Il catalogo dei casi in tal modo determinati
costituisce numero chiuso?
NO, la tutela non è ristretta ai casi di
diritti inviolabili della persona espressamente riconosciuti dalla Costituzione
nel presente momento storico, ma, in virtù dell'apertura dell'art. 2 Cost. ad un
processo evolutivo, deve ritenersi consentito all'interprete rinvenire nel
complessivo sistema costituzionale indici che siano idonei a valutare se nuovi
interessi emersi nella realtà sociale siano, non genericamente rilevanti per
l'ordinamento, ma di rango costituzionale attenendo a posizioni inviolabili
della persona umana.
Nell'ambito della tutela risarcitoria del
danno non patrimoniale, si può inserire, come categoria autonoma, il c.d. danno
esistenziale?
NO, dopo che le sentenze n. 8827 e n. 8828/2003 hanno
fissato il principio, condiviso da queste Sezioni unite, secondo cui, in virtù
di una lettura costituzionalmente orientata dell'art. 2059 c.c., unica norma
disciplinante il risarcimento del danno non patrimoniale, la tutela risarcitoria
di questo danno è data, oltre che nei casi determinati dalla legge, solo nel
caso di lesione di specifici diritti inviolabili della persona, e cioè in
presenza di una ingiustizia costituzionalmente qualificata, di danno
esistenziale come autonoma categoria di danno non è più dato
discorrere.
Per quale ragione?
Perché la figura del
danno esistenziale era stata proposta nel dichiarato intento di supplire ad un
vuoto di tutela, che ormai più non sussiste.
In presenza di reato
quali pregiudizi esistenziali sono risarcibili?
In presenza di
reato, superato il tradizionale orientamento che limitava il risarcimento al
solo danno morale soggettivo, identificato con il patema d'animo transeunte, ed
affermata la risarcibilità del danno non patrimoniale nella sua più ampia
accezione, anche il pregiudizio non patrimoniale consistente nel non poter fare
(ma sarebbe meglio dire: nella sofferenza morale determinata dal non poter fare)
è risarcibile.
La tutela risarcitoria sarà riconosciuta se il pregiudizio sia
conseguenza della lesione almeno di un interesse giuridicamente protetto,
desunto dall'ordinamento positivo, ivi comprese le convenzioni internazionali
(come la già citata Convenzione europea per la salvaguardia dei diritti
dell'uomo, ratificata con la legge n. 88 del 1955), e cioè purché sussista il
requisito dell'ingiustizia generica secondo l'art. 2043 c.c.
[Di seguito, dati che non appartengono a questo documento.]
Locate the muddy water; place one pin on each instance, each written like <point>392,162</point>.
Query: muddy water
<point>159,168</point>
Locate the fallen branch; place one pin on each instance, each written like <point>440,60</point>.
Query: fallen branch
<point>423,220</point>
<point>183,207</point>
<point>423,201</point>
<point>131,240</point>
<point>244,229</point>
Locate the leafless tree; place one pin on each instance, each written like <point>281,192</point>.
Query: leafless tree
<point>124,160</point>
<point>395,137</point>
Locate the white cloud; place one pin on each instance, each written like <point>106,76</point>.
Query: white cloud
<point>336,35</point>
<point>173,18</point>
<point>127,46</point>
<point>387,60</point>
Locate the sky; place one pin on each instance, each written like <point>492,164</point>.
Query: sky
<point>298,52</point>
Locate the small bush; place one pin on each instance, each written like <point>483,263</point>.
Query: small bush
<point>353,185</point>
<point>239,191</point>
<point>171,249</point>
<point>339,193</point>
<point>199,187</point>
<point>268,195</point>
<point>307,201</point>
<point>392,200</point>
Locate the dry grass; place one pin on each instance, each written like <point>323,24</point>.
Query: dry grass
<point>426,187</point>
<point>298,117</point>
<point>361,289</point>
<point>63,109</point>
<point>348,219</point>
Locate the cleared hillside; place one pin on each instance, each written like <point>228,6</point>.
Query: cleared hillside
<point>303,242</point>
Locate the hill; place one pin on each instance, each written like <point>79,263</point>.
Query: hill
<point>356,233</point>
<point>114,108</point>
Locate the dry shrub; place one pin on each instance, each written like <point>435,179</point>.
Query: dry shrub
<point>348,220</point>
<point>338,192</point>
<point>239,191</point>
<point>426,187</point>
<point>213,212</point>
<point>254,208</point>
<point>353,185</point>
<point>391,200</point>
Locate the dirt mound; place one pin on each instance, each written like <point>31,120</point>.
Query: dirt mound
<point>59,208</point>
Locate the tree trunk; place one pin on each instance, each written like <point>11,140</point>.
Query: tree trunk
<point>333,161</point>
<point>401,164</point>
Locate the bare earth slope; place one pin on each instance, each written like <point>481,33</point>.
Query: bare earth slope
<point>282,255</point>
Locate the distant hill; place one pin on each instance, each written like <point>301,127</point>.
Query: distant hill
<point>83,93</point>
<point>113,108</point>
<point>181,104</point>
E la previsione
della tutela penale costituisce sicuro indice della rilevanza dell'interesse
leso.
In assenza di reato quali pregiudizi esistenziali sono
risarcibili?
In assenza di reato, e al di fuori dei casi determinati
dalla legge, pregiudizi di tipo esistenziale sono risarcibili purché conseguenti
alla lesione di un diritto inviolabile della persona.
Ipotesi che si
realizza, ad esempio, nel caso dello sconvolgimento della vita familiare
provocato dalla perdita di congiunto (c.d. danno da perdita del rapporto
parentale), poiché il pregiudizio di tipo esistenziale consegue alla lesione dei
diritti inviolabili della famiglia (artt. 2, 29 e 30 Cost.).
In questo caso,
vengono in considerazione pregiudizi che, in quanto attengono all'esistenza
della persona, per comodità di sintesi possono essere descritti e definiti come
esistenziali, senza che tuttavia possa configurarsi una autonoma categoria di
danno.
Altri pregiudizi di tipo esistenziale attinenti alla sfera relazionale
della persona, ma non conseguenti a lesione psicofisica, e quindi non rientranti
nell'ambito del danno biologico (comprensivo, secondo giurisprudenza ormai
consolidata, sia del c.d. "danno estetico" che del c.d. "danno alla vita di
relazione"), saranno risarcibili purché siano conseguenti alla lesione di un
diritto inviolabile della persona diverso dal diritto alla integrità
psicofisica.
Ipotesi che si verifica nel caso (esaminato dalla sentenza n.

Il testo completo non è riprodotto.